Let $F: \bf{Ab} \to \bf{Set}$ be the forgetful functor. Does F preserve coequalizers for all pairs of morphisms? (not just F-split pairs)
Let me restate my question. Let $f,g :G_1 \to G_2$ be any abelian group homomorphisms. Consider the equivalence relation $\sim$ on $G_2$ generated by $f(x)\sim g(x)$ for all $x \in G_1$. Does the following always hold
$x \sim y \iff x -y \in Im(f-g)$,
or do we need the splitting condition (Barr-Beck)? If this is true I suppose that it's also true for the forgetful functors on $\bf{Grp}$ and $\bf{Vect}$. I know that it's not true in general for the forgetful functor on the category of torsion-free abelian groups, as the coequalizer in $\bf{TFAb}$ imposes more relations on the quotient.

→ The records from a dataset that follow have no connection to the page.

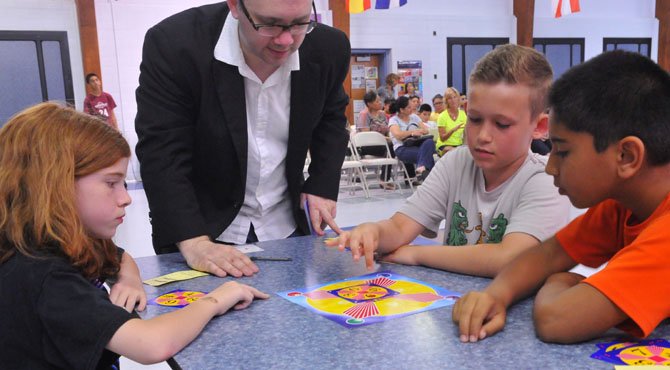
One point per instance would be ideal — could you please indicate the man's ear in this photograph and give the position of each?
(630, 156)
(234, 10)
(542, 126)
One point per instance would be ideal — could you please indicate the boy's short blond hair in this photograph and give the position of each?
(515, 64)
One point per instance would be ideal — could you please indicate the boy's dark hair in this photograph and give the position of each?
(425, 108)
(400, 103)
(369, 97)
(614, 95)
(515, 64)
(89, 76)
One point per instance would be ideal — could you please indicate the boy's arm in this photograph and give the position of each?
(568, 311)
(481, 259)
(128, 290)
(383, 236)
(481, 314)
(155, 340)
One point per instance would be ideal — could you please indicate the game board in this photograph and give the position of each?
(177, 298)
(644, 352)
(371, 298)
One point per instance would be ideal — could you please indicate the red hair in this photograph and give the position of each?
(43, 149)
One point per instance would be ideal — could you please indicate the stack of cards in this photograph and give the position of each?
(644, 352)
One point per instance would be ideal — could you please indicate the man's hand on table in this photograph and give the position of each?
(221, 260)
(322, 211)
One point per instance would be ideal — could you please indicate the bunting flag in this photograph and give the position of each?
(388, 4)
(359, 6)
(564, 7)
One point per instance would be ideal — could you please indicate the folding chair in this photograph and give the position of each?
(371, 138)
(352, 170)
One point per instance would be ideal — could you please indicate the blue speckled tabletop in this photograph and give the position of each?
(278, 334)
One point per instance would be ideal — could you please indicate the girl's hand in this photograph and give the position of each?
(128, 293)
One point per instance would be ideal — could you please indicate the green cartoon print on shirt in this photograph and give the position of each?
(459, 224)
(497, 229)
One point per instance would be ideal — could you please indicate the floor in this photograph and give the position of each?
(352, 208)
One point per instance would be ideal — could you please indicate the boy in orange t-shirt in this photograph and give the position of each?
(610, 124)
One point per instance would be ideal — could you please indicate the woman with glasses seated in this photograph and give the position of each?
(406, 124)
(226, 110)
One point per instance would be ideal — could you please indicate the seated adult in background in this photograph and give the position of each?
(451, 123)
(405, 124)
(438, 107)
(411, 90)
(388, 90)
(226, 110)
(388, 102)
(425, 111)
(415, 102)
(373, 117)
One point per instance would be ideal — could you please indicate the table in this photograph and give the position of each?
(278, 334)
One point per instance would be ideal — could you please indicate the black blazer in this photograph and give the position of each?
(192, 127)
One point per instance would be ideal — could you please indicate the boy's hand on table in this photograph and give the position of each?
(478, 315)
(405, 255)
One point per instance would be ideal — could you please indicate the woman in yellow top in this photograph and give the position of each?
(451, 123)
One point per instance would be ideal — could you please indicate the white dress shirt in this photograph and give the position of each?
(267, 204)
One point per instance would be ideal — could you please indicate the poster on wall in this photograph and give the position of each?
(359, 105)
(357, 76)
(371, 72)
(410, 71)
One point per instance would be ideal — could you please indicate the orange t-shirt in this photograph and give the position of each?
(637, 276)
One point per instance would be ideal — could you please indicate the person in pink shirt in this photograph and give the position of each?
(99, 103)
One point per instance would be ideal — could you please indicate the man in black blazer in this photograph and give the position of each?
(204, 148)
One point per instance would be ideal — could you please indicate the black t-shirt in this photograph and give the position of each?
(52, 317)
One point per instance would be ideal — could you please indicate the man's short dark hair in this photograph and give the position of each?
(89, 76)
(369, 97)
(614, 95)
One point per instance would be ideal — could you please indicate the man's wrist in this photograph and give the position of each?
(189, 243)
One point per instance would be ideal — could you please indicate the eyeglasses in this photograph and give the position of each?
(274, 30)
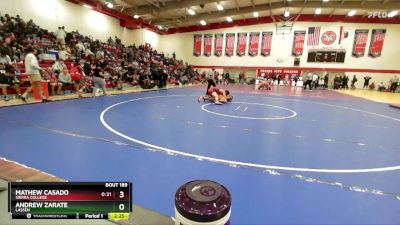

Could we characterise those categories for which this is true? (if it is true at all).
Consider the (somewhat generic) case of an element $a \in G$ of an abelian group $G$, seen as a homomorphism $\mathbb{Z} \to G$, $z \mapsto za$, paired with the trivial homomorphism $0 : \mathbb{Z} \to G$, $z \mapsto 0$. The equivalence relation generated by $za \sim 0$ can be described as follows: We have $g \sim g'$ iff $g=g'$ or $g,g' \in \langle a \rangle$. This is clearly much stronger than $g-g' \in \langle a \rangle$.
Apart from reflexive coequalizers, there are "almost no" coequalizers preserved by $\mathbf{Ab} \to \mathbf{Set}$.